After subpar growth, Canada’s economy will ‘hit its stride’ in 2025, says Deloitte

After two years of “subpar” economic activity, the Canadian economy will “hit its stride” in 2025, Deloitte Canada says in its latest economic forecast.

After two years of “subpar” economic activity, the Canadian economy will “hit its stride” in 2025, Deloitte Canada says in its latest economic forecast.

An expected pickup in consumer spending and recovery in the housing market, combined with continued rate cuts from the Bank of Canada, has set the stage “for the economy to hit its stride in 2025”, Deloitte Canada said in its latest fall economic outlook released on Thursday.

Deloitte expects that with inflation continuing to ease, the Bank of Canada will continue to cut its benchmark policy rate.
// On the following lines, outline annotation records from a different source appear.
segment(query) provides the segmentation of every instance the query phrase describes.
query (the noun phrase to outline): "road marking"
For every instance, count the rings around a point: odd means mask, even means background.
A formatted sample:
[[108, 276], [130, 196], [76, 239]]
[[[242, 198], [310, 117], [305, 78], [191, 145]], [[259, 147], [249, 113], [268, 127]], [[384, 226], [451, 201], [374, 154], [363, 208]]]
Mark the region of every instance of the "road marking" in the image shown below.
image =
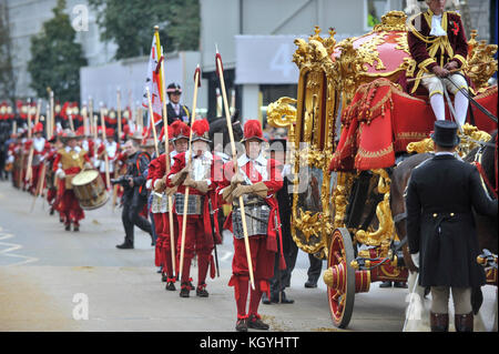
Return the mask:
[[224, 255], [222, 255], [221, 257], [220, 257], [220, 260], [222, 261], [222, 262], [226, 262], [226, 261], [228, 261], [228, 259], [233, 255], [233, 252], [230, 252], [230, 251], [223, 251], [224, 252]]
[[2, 246], [2, 245], [7, 246], [7, 249], [0, 251], [0, 255], [7, 255], [7, 256], [10, 256], [10, 257], [23, 259], [24, 261], [10, 263], [10, 264], [7, 264], [4, 266], [21, 265], [21, 264], [28, 264], [28, 263], [32, 263], [32, 262], [37, 262], [38, 261], [37, 257], [31, 257], [31, 256], [27, 256], [27, 255], [22, 255], [22, 254], [13, 254], [12, 253], [14, 251], [21, 250], [22, 245], [17, 244], [17, 243], [1, 242], [1, 240], [9, 240], [9, 239], [12, 239], [12, 237], [14, 237], [13, 234], [4, 232], [3, 227], [0, 226], [0, 246]]

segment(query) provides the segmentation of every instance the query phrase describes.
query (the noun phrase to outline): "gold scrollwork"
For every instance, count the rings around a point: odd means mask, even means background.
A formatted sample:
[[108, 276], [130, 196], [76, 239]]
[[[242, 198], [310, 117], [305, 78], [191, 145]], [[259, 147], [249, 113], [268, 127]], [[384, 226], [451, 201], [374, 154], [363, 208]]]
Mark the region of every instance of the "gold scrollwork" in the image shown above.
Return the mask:
[[404, 11], [389, 11], [381, 16], [381, 23], [376, 24], [373, 31], [407, 31], [406, 20]]
[[282, 97], [267, 107], [267, 122], [274, 128], [288, 128], [296, 122], [296, 100]]
[[368, 246], [381, 246], [381, 254], [388, 252], [389, 243], [395, 234], [394, 221], [390, 210], [390, 178], [384, 169], [373, 170], [379, 175], [378, 193], [384, 194], [383, 201], [376, 206], [376, 216], [379, 227], [375, 232], [359, 230], [355, 233], [357, 242]]
[[478, 92], [487, 89], [489, 79], [497, 72], [498, 63], [493, 59], [497, 44], [487, 44], [485, 40], [477, 42], [477, 31], [472, 30], [467, 58], [466, 73], [469, 75]]

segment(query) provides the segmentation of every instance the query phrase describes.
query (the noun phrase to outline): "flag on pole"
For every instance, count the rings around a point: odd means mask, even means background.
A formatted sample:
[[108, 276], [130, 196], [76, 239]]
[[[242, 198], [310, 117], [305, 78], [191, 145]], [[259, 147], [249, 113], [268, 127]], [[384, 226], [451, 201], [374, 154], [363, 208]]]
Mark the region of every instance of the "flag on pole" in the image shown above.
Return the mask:
[[[159, 30], [155, 28], [155, 33], [153, 37], [151, 45], [151, 55], [149, 58], [147, 75], [145, 79], [144, 94], [142, 97], [142, 107], [149, 109], [146, 88], [151, 92], [151, 104], [154, 115], [154, 123], [157, 124], [162, 120], [162, 87], [163, 87], [163, 75], [161, 72], [161, 62], [163, 57], [161, 57], [160, 50], [160, 34]], [[147, 111], [149, 112], [149, 111]], [[150, 115], [150, 114], [149, 114]], [[151, 130], [151, 117], [147, 120], [147, 130]]]

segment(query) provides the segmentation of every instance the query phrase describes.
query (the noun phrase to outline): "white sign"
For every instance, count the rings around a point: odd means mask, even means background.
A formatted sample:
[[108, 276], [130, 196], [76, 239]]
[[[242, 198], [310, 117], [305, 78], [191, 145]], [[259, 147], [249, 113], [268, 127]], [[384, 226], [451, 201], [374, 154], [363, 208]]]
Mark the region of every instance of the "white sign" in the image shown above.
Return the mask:
[[294, 40], [305, 36], [235, 36], [236, 84], [296, 84]]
It expects the central bank to trim its policy rate by 25 basis points at each of its remaining two announcements, bringing it to 3.75 per cent. The loosening of monetary policy will continue through 2025, with Deloitte predicting the Bank’s policy rate will hit 2.75 per cent by mid-year.

The lowering of interest rates should help consumer confidence recover, Deloitte says, and housing activity to pick up in late-2024 and through 2025.

“The overall story is that after a couple of years of really subpar economic activity in 2023 and 2024, we anticipate a stronger year for the Canadian economy in 2025,” Deloitte Canada’s chief economist Dawn Desjardins said in an interview with Yahoo Finance Canada.

“If we’re right about inflation, if we’re right about the Bank of Canada being able to get the policy rate down to a more neutral level, I do think that will foster an improvement in consumer confidence. With consumers feeling better, businesses feel better and they start to expand. That’s what gets us on more solid footing.”

However, Desjardins notes that there are still risks to the outlook.

Deloitte says the biggest downside risk to the economic forecast is geopolitical uncertainty, particularly trade tariffs, which former president Donald Trump has promised to implement if elected in the United States. The report also highlights rising trade tensions between Canada and China.

On the upside, Deloitte notes that the savings rate among consumers pushed above seven per cent last quarter, the highest outside the COVID-19 pandemic since the early 1990s.

“As a result, the stockpile of savings may prove excessive to meet higher mortgage payments and an unleashing of this savings on the economy represents an upside risk to the forecast,” the report said.

Desjardins also says a key assumption in the forecast is that the labour market will not see a significant downturn. While slack has grown in the labour market and the unemployment rate hit 6.6 per cent in August, Deloitte expects it will reach 6.7 per cent in the fourth quarter before easing slightly next year to 6.2 per cent by the fourth quarter of 2025.

Deloitte adds that with about half of all outstanding mortgages yet to refinance in the higher interest rate environment, many households will be grappling with higher costs.

“If people are keeping their jobs and we see income growth, (the mortgage cost increase) is not great, but it’s certainly manageable,” Desjardins said.

“That’s the key point that really keeps our forecast together. If we should see a significant deterioration in labour market conditions, then I think it’s a much weaker story for 2025.”